Disons le tout de suite. Ce samedi fut la journée la plus faible du week-end mais recéla malgré tout quelques bons moments. Comme tout d'abord Omar Souleyman, ce taxi syrien qui soulève les foules à chacune de ses apparitions. Divinement kitsch avec ses lunettes en or, son keffieh et ses mocassins en cuir pleine peau, il est tout de même un peu statique comme bonhomme. Yalla ! et Choukrane ! seront les seules interractions avec un public pourtant entièrement conquis à sa cause.

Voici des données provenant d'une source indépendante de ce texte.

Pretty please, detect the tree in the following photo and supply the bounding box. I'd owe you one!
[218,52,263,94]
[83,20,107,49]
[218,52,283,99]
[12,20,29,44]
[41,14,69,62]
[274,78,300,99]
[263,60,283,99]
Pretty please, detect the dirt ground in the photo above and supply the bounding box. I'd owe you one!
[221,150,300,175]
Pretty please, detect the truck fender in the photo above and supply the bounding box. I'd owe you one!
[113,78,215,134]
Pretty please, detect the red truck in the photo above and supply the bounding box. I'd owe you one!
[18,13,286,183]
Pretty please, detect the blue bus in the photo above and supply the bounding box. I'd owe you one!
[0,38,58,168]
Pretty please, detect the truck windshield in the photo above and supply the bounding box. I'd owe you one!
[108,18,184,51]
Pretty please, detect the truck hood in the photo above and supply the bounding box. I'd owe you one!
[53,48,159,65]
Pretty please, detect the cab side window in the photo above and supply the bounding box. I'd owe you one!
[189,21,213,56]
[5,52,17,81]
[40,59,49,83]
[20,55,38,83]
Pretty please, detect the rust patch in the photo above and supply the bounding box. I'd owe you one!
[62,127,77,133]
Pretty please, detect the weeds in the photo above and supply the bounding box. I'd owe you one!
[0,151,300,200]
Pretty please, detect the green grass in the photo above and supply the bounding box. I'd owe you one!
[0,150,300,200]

On verra même un bûcheron jurassien en T-shirt rose beugler son amour à Bachar Al Assad, c'est dire. Bref, sa musique traditionnelle funky mélangée à des sonorités électroniques issues d'un Korg est redondante et ne casse pas des briques mais est réellement attachante. Elle s'est en tous cas payée le luxe de faire chavirer un important public de curieux.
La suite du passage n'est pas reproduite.